With the Federal Reserve raising short-term interest rates by 50 basis points and Congressional testimony by the heads of Fannie Mae and Freddie Mac, a devastating blow to the mortgage market could have occurred this week. The market seemed to ignore the information, however, and behaved as it has over the past few weeks.

"The Gensler-Baker genie hasn't been totally put back in its bottle, but about half of that political risk has gone away," said Art Frank head of mortgage-backed securities research at Nomura Securities.

He noted that a week ago, the 10-year benchmark yield was about 11 basis points wider than swaps, with it widening out to 20 over during the testimony and came back in to about 15 over by market close Thursday.

The shocker of the week, though was the surprising performance of Ginnie Mae securities. Despite the fact that the House Capital Markets Subcommittee gave hints that it might be backing off (see story, page 1), Ginnie Maes continued to outperform conventionals.

"It's actually impressive that the Ginnie Mae market has continued to do much better despite Baker kind of soft peddling on the whole issue," said Michael Hoeh, an MBS portfolio manager at Dreyfus Corp. "But it's clear some very large institutions are buying Ginnies, are favoring Ginnies."

Ginnie Mae 8s were trading 25 basis points wider than conventionals, and Frank said that is too rich, "given the better feeling in the debenture market about the credit quality of Fannie and Freddie. And really in coupon 6s through 8s, all the Ginnies look too rich to us, so we suggest some people do some swapping into conventionals."

Frank also believes that the bill will be put on hold, after observing that there is not much support for it in the subcommittee. "Not only were almost all the Democrats Fannie/Freddie defenders, but [Baker] had some defections in his own party. And I think that when you have other congressman who are GSE critics complaining about how many letters they got, in their view, generated by Fannie Mae, I think that's a sign the GSEs did a pretty good job of rousing their political support."

Frank added that Fannie Mae chairman Franklin Raines' written testimony was "masterful piece of research" and it provided "intellectual ammunition for the pro-GSE side."

Fed Goes Higher

The market basically ignored the Fed's rate increase because it had been built into the market. But it didn't stop the after effects. Mortgage rates are at a five-year high and purchase activity is starting to slow.

"We obviously seen the purchase activity starting to slow down and some discount prepays, and that was somewhat to be expected," said Hoeh.

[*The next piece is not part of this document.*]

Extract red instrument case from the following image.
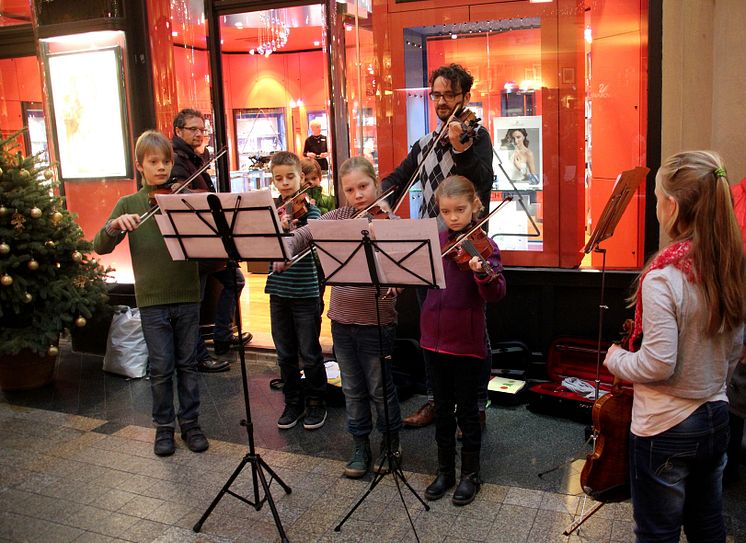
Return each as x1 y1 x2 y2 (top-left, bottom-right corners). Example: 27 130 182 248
528 337 614 424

"The Fed was almost totally anticipated," Frank added. "Had they done 25, they would have surprised the market. Fifty by the time the Fed acted had seemed to be the market consensus."

Low Flow in CMBS

In anticipation of the Fed's announcement, commercial mortgage-backed issuance flow was almost non-existent, with the exception of a triple-B bid list that came out Wednesday. As the summer approaches, the flow looks as if it is about to increase.

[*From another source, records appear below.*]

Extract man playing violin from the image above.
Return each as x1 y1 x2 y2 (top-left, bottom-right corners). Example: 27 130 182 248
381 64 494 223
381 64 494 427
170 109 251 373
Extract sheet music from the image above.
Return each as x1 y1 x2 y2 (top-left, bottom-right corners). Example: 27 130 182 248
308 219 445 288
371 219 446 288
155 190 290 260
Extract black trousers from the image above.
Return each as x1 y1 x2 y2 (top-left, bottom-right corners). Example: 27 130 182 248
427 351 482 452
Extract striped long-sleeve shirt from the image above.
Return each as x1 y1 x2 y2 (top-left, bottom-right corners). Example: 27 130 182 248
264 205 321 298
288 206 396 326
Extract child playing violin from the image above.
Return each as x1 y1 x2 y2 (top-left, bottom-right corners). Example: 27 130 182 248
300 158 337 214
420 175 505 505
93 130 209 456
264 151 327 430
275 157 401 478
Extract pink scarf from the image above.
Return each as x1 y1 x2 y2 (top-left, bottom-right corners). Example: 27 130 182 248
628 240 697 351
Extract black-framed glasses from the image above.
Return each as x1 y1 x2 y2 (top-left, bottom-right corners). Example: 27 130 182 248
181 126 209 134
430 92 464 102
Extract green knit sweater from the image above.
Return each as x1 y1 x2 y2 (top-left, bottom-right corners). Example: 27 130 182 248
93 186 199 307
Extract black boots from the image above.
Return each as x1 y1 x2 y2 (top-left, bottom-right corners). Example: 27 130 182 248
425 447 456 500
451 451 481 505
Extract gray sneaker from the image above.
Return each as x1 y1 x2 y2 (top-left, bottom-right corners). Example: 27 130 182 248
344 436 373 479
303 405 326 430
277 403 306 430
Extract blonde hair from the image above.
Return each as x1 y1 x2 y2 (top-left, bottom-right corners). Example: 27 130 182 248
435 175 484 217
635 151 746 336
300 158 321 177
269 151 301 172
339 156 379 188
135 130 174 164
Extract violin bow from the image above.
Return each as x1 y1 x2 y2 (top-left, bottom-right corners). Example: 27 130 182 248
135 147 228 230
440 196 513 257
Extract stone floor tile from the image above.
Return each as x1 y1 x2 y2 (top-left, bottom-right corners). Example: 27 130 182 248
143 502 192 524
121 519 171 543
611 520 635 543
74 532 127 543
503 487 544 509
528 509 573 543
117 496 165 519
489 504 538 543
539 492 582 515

The triple-B piece traded really well, according to Hoeh. "Considering the last couple of new deals, the triple-B, triple-B lines did not go well at all," he said.

Next on hand is a triple crown CMBS offered by RFC, PNC and CIBC. It's set to price June 5, and the three companies have not given many details about it. "Logic has with three different originators, it tends to create some resemblance of a CMBS soup, rather than having a distinct consistency for the origination process," Hoeh said about the deal.

Salomon Smith Barney has three deals coming out in the coming months, and Morgan Stanley will be doing a deal for RFC.

The Lehman Brothers-UBS Warburg deal that priced last week did not trade well in the secondary market, Hoeh said.

Overall, triple-A pieces are trading very well, with five- and 10-year pieces trading one to two basis points tighter to swaps.